The latest book from "the most despicable philosopher in the West" (Adam Kirsch in the New Republic) considers the new dangers and radical possibilities set in motion by advances in Big Tech.
In recent years, techno-scientific progress has started to utterly transform our world--changing it almost beyond recognition. In this extraordinary new book, renowned philosopher Slavoj Zizek turns to look at the brave new world of Big Tech, revealing how, with each new wave of innovation, we find ourselves moving closer and closer to a bizarrely literal realization of Marx's prediction that "all that is solid melts into air." With the automation of work, the virtualization of money, the dissipation of class communities, and the rise of immaterial, intellectual labor, the global capitalist edifice is beginning to crumble, more quickly than ever before––and it is now on the verge of vanishing entirely.

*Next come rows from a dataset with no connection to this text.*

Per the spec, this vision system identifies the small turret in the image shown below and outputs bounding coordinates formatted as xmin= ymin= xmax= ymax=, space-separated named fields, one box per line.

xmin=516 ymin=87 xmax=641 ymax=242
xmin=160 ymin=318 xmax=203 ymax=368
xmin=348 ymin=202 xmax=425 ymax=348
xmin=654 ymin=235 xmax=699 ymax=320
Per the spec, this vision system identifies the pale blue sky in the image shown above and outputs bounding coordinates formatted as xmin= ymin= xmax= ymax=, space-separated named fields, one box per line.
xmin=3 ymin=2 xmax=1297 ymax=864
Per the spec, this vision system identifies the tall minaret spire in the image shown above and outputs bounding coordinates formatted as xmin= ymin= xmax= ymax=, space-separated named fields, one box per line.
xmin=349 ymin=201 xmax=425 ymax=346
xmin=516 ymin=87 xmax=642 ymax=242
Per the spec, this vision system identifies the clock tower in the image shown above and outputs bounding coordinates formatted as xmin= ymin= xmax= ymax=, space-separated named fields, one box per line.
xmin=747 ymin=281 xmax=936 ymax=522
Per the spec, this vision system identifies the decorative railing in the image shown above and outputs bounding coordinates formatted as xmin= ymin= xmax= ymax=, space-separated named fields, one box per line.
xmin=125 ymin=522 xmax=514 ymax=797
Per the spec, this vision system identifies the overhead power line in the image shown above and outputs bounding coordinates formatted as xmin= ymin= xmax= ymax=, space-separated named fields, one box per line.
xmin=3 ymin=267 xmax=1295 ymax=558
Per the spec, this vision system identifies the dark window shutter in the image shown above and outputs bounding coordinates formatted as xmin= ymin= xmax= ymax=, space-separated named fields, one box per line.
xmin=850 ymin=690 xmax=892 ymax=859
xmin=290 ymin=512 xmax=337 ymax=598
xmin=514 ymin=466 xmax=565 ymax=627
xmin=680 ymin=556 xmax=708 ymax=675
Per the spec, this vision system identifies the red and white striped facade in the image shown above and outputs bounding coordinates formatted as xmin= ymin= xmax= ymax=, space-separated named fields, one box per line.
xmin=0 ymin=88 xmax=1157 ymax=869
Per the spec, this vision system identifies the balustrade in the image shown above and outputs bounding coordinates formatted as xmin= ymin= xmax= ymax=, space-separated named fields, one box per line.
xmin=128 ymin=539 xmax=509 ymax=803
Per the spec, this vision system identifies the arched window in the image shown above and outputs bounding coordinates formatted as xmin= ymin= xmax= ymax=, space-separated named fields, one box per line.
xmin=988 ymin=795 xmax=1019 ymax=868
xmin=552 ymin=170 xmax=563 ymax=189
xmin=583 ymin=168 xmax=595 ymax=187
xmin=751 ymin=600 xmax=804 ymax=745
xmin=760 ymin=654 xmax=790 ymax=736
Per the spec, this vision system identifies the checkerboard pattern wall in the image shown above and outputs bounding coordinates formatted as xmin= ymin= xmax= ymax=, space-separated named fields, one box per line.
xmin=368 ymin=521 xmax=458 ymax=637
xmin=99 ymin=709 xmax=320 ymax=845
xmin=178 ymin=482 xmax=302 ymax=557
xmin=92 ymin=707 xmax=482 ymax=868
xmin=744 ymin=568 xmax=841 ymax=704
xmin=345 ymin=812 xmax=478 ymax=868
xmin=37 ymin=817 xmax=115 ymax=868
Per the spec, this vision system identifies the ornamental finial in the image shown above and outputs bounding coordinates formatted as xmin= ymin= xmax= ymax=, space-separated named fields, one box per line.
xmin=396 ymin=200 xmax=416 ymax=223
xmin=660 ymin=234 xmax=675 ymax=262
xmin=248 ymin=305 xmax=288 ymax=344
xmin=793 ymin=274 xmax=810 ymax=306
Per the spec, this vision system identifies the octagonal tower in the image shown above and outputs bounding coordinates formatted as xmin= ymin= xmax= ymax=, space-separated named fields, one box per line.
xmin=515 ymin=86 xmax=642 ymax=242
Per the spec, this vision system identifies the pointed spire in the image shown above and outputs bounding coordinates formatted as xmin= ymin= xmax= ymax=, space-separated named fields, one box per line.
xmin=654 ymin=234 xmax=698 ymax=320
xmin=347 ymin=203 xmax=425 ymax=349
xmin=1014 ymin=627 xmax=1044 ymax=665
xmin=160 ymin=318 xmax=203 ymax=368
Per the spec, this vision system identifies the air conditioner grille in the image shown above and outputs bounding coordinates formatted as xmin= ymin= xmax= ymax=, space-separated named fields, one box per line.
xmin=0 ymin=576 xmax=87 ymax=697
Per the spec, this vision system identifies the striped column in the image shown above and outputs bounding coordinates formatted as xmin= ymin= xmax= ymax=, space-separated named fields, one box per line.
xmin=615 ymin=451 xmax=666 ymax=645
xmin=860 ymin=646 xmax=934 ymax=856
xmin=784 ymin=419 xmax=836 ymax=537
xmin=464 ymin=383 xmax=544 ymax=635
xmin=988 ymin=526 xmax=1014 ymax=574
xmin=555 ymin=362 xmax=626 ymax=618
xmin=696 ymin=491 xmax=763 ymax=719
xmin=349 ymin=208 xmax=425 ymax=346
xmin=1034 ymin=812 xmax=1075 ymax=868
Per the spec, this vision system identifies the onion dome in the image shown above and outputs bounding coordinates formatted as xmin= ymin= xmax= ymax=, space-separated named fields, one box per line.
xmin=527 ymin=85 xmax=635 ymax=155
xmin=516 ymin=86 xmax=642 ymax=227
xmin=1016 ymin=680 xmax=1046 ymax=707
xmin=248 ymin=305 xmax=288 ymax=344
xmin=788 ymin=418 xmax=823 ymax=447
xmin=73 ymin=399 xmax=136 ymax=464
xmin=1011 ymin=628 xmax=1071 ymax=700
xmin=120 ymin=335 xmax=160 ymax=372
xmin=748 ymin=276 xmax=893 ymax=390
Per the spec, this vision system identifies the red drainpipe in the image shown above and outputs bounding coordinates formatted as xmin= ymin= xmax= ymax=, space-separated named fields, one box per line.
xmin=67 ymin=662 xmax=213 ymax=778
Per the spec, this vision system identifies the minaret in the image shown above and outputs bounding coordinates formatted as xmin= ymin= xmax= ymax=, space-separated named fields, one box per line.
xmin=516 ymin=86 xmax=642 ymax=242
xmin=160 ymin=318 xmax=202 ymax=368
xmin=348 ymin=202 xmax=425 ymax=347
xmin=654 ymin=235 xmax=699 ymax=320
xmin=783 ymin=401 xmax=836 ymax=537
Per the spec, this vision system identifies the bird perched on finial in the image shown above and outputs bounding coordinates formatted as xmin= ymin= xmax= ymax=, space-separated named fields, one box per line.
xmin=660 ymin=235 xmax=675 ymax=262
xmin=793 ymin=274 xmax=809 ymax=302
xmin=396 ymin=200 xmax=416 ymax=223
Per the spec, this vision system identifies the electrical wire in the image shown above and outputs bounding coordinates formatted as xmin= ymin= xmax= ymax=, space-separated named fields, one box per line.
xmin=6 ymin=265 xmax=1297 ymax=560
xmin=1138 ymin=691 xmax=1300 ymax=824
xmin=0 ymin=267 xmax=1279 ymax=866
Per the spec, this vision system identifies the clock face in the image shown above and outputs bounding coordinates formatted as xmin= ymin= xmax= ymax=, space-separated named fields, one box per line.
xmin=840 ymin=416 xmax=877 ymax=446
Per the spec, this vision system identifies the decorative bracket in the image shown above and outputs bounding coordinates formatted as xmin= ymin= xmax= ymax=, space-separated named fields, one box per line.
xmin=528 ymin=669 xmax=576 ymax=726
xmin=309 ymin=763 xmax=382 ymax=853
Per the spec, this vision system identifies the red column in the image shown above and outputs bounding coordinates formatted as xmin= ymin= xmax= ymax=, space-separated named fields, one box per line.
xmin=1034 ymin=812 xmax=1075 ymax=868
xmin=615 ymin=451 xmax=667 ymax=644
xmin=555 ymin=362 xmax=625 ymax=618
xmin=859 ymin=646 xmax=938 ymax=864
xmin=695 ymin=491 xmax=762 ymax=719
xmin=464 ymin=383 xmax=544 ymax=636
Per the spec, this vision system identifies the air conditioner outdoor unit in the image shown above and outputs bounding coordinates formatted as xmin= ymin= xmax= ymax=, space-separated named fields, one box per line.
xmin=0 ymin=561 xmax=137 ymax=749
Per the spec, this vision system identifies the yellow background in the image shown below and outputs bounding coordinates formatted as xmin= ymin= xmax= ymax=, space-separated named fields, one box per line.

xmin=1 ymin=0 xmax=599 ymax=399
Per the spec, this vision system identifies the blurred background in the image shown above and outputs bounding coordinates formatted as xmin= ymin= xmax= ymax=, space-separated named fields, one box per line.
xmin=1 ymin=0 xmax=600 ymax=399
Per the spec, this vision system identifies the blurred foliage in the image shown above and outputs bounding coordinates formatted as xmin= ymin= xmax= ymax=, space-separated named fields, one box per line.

But what will come next? Against a backdrop of constant socio-technological upheaval, how could any kind of authentic change take place? In such a context, Zizek argues, there can be no great social triumph--because lasting revolution has already come into the scene, like a thief in broad daylight, stealing into sight right before our very eyes. What we must do now is wake up and see it.
Urgent as ever, Like a Thief in Broad Daylight illuminates the new dangers as well as the radical possibilities thrown up by today's technological and scientific advances, and their electrifying implications for us all.